Provider Comparison: accuracy suite
────────────────────────────────────────────────
                    pgvector (Tier 1)    Mystique (Tier 2)
Recall precision    0.72                 0.89
Recall MRR          0.65                 0.82
Recall NDCG         0.71                 0.86
Recall p50 (ms)     45                   62
Recall p95 (ms)     120                  145
Reflect accuracy    0.68 (fallback)      0.91 (native)
Reflect p50 (ms)    1200                 850
Tokens used         12,400               8,200
────────────────────────────────────────────────

This gives users concrete data for the Tier 1 → Tier 2 upgrade decision.

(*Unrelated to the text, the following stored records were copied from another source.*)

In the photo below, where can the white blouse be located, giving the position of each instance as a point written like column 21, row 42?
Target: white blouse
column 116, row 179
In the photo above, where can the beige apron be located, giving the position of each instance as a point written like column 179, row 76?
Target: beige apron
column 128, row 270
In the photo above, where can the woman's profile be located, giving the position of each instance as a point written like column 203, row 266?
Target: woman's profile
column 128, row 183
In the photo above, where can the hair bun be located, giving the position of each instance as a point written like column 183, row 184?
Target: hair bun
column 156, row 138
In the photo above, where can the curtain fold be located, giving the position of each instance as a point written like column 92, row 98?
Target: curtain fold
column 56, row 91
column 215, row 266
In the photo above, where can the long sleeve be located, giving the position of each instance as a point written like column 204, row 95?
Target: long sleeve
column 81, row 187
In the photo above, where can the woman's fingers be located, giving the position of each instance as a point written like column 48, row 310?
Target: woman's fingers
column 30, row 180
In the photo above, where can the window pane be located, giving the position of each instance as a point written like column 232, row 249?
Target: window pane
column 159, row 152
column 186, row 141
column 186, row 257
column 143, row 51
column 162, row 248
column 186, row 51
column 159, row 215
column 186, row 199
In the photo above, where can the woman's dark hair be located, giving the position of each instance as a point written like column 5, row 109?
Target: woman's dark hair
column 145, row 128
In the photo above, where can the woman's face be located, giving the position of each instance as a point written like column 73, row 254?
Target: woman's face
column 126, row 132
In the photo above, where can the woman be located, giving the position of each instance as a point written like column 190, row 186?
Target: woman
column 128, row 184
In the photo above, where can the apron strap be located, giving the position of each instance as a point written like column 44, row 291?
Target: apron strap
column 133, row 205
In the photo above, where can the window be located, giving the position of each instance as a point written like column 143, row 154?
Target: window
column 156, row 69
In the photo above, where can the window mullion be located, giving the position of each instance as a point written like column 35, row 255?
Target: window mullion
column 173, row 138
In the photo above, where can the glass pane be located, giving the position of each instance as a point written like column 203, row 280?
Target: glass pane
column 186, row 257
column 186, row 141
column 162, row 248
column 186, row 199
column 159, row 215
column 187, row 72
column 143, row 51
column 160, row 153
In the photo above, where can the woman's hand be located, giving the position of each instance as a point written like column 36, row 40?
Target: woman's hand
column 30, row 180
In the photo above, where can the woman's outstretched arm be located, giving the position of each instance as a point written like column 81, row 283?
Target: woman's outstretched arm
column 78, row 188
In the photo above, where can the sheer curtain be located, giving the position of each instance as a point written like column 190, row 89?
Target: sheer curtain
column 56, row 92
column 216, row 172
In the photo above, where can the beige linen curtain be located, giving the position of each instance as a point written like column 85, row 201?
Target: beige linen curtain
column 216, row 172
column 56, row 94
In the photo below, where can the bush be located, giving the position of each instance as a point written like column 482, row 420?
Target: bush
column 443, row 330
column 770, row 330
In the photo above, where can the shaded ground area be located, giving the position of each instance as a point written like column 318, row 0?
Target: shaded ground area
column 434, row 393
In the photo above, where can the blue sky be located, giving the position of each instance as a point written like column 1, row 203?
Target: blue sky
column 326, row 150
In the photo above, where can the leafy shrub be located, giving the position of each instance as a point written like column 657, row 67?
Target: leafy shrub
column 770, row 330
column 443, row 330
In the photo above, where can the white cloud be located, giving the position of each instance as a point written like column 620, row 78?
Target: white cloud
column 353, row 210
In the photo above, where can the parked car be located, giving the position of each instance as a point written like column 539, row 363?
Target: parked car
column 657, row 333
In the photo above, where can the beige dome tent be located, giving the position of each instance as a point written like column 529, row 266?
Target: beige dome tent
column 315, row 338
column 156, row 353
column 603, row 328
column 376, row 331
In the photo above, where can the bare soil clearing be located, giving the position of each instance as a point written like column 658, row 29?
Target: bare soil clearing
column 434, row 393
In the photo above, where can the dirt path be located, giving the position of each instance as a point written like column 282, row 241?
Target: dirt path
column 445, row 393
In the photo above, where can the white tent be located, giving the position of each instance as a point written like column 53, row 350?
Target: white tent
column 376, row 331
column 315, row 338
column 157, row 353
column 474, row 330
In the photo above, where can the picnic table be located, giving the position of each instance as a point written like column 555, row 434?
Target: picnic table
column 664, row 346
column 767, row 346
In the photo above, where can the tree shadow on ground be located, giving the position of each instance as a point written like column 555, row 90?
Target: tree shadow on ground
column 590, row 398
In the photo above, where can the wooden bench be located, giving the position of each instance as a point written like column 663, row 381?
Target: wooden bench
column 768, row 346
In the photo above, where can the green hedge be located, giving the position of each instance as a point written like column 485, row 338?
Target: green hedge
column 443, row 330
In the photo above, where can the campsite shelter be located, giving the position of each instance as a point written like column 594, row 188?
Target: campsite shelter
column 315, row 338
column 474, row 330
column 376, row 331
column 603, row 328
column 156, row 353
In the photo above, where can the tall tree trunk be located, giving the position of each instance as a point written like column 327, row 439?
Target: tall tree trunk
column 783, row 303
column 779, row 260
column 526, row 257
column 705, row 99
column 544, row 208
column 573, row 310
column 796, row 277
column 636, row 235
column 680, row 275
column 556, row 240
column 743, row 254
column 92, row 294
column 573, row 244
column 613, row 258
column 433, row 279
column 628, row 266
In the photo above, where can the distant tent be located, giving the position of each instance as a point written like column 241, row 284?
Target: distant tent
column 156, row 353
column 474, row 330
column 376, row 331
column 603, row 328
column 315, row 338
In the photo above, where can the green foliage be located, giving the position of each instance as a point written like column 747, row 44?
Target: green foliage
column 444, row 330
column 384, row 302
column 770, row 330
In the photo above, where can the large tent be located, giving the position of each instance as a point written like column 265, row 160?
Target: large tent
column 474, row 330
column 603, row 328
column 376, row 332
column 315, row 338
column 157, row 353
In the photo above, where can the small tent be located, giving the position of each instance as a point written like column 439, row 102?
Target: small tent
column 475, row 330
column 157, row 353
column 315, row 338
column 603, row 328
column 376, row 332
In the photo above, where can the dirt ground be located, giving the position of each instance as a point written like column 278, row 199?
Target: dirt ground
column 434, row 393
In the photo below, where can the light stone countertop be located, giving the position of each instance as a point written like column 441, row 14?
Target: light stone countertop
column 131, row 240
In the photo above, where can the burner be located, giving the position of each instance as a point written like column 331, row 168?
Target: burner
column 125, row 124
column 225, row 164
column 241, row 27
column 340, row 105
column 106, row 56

5. Continuous quality monitoring

Run evaluations on a schedule against production banks (using a dedicated test partition):

evaluation:
  continuous:
    enabled: true
    schedule: "0 5 * * 1"               # Weekly, Monday 5am
    suite: basic
    bank_id: eval-continuous             # Dedicated bank, not production
    alert_on_regression: true
    regression_threshold: 0.05           # Alert if any metric drops >5%
    alert_hook: on_eval_regression       # Trigger event hook

5.1 Regression detection

The evaluator compares current results against the last N runs:

@dataclass
class RegressionAlert:
    metric: str                          # e.g., "recall_precision"
    current_value: float
    baseline_value: float                # Average of last 5 runs
    delta: float                         # Absolute change
    delta_percent: float                 # Percentage change
    severity: Literal["warning", "critical"]

6. CLI support

# Run a benchmark
astrocyte eval --suite basic --config astrocyte.yaml

# Compare providers
astrocyte eval compare --configs config-a.yaml config-b.yaml --suite accuracy

# Run custom suite
astrocyte eval --suite ./my-suite.yaml --config astrocyte.yaml

# Output formats
astrocyte eval --suite basic --format json > results.json
astrocyte eval --suite basic --format table

7. Evaluation and the two-tier model

Suite	Tier 1 behavior	Tier 2 behavior
`basic`	Tests built-in pipeline + storage	Tests engine directly
`accuracy`	Measures pipeline recall quality	Measures engine recall quality
`reflect`	Tests fallback LLM synthesis	Tests native engine reflect
`stress`	Tests pipeline + storage under load	Tests engine under load

The evaluation framework treats both tiers identically - it uses the public API (retain, recall, reflect). This ensures apples-to-apples comparison between tiers.